4 -rw-r--r-- 1 root root 160 May 25 00:29 hosts
4 -rw-r--r-- 1 root root 38 May 25 00:29 resolv.conf
4 -rw-r--r-- 1 root root 71 May 25 00:29 resolv.conf.hash
Then I found moby/moby#27893, where mvollrath stated his comment:
We’ve been seeing this issue where the daemon fails to start due to the conflict @dansanders pasted, our fix is to
mvollrath – githubrm /var/lib/docker/network/files/*
and restart the daemon. It resets all networks.
This of course doesn’t work with that man files:
# rm -f /var/lib/docker/network/files/*
-su: /bin/rm: Argument list too long
But this will:
# rm -rf /var/lib/docker/network/files
# mkdir /var/lib/docker/network/files
# df -i
Filesystem Inodes IUsed IFree IUse% Mounted on
/dev/root 393216 13332 379884 4% /
...
/dev/sdb1 1310720 12253 1298467 1% /var/lib/docker
That’s much better. Docker Restart succeeded now:
# systemctl restart docker
Of course by my deletion of /var/lib/docker/swarm, the node was not part of a swarm anymore:
docker node ls
Error response from daemon: This node is not a swarm manager. Use "docker swarm init" or "docker swarm join" to connect this node to swarm and try again.
So I joined up back with the manager, using the join token created by the manager’s docker-swarm init above.

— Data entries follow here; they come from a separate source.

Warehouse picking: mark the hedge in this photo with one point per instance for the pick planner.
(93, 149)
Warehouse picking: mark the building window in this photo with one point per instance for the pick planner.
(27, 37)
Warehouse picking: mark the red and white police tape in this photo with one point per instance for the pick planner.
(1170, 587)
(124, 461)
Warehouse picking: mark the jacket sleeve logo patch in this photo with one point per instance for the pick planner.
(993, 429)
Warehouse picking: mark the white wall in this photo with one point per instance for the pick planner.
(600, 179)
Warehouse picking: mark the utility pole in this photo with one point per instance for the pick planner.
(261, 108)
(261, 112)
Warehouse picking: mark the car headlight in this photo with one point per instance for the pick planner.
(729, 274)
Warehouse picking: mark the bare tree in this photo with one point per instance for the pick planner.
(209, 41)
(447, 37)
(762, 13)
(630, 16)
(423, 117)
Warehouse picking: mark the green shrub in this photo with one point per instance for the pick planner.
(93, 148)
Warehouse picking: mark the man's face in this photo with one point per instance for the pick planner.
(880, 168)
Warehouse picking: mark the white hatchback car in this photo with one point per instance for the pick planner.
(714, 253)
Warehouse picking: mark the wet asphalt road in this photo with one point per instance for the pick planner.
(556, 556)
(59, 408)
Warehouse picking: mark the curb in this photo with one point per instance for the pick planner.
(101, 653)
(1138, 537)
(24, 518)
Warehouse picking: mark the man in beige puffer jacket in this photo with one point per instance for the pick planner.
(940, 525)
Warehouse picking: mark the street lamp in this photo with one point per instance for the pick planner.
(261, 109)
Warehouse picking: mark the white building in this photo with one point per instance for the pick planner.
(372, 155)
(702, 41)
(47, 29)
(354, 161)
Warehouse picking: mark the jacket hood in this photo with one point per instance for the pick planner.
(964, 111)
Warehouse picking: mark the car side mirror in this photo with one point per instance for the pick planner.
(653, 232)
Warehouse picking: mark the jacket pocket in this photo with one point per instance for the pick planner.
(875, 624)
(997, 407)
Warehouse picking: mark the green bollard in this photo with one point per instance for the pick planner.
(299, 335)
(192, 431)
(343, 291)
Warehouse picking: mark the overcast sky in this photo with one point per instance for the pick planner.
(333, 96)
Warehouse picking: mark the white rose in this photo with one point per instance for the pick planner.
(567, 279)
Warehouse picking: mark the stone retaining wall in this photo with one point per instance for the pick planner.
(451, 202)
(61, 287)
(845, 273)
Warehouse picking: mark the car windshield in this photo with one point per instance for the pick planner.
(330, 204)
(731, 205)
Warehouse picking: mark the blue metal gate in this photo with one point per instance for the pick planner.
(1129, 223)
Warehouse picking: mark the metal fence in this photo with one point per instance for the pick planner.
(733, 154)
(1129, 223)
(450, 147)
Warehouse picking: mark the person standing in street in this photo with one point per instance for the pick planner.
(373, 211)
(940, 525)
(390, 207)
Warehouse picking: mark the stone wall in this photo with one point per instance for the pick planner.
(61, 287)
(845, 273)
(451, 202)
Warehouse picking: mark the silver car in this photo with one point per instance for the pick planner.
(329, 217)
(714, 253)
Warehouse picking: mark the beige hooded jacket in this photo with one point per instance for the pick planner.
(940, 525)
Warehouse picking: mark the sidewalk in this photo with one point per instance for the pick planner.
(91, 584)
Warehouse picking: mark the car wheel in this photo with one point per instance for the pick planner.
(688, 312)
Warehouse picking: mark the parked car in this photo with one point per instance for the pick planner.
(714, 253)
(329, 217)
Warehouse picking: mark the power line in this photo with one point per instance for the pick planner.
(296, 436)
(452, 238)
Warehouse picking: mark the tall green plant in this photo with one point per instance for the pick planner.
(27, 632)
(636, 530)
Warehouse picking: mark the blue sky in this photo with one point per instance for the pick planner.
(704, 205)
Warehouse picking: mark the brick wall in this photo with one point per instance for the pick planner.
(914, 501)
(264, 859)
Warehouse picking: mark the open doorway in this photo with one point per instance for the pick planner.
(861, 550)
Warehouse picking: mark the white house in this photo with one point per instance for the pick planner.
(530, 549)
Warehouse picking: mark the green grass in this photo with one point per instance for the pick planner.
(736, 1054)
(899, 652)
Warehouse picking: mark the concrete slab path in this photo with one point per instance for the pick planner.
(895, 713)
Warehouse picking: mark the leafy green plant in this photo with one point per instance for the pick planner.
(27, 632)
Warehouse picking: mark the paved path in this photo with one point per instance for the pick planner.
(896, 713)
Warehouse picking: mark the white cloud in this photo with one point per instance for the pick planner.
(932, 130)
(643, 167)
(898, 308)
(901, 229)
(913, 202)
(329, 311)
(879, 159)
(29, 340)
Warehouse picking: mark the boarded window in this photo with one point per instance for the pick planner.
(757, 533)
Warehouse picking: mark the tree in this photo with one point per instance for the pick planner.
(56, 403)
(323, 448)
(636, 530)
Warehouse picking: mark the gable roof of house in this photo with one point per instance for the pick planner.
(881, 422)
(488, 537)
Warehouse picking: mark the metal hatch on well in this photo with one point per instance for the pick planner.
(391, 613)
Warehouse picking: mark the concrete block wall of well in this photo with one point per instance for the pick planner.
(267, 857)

(on the manager) # docker swarm join-token worker
To add a worker to this swarm, run the following command:
docker swarm join --token SWMTKN-1-1bcrp3j...rxdmz1 x.x.x.x:pppp
(on the worker) # docker swarm join --token SWMTKN-1-1bcrp3j...rxdmz1 x.x.x.x:pppp
This node joined a swarm as a worker.
A final check confirmed a cluster back in operation, with volumes and containers in tact (if stopped). So all I had to do was recreate the services and they were restored to old strength.
# docker node ls
ID HOSTNAME STATUS AVAILABILITY MANAGER STATUS ENGINE VERSION
labqmv1ocvl8xiys6dcink34j * test-xxx Ready Active Leader 18.06.2-ce
bqsto21zgm3kb0prz8rx6jkz7 test-xxx Ready Active 18.06.2-ce
For the record: The file count script returned eventually giving me
...
426 ./overlay2/bb6365191d3c2d882b84657677697bfd09875ebd91c4313aa1b2790f0659e760/...
456 ./overlay2/bb6365191d3c2d882b84657677697bfd09875ebd91c4313aa1b2790f0659e760/...
649 ./overlay2/bb6365191d3c2d882b84657677697bfd09875ebd91c4313aa1b2790f0659e760/...
977 ./image/overlay2/distribution/...
977 ./image/overlay2/distribution/...
324626 ./network/files
The last one being the already found /var/lib/docker/network/files problem, the other knowledge to be gained: The other folders had normal size.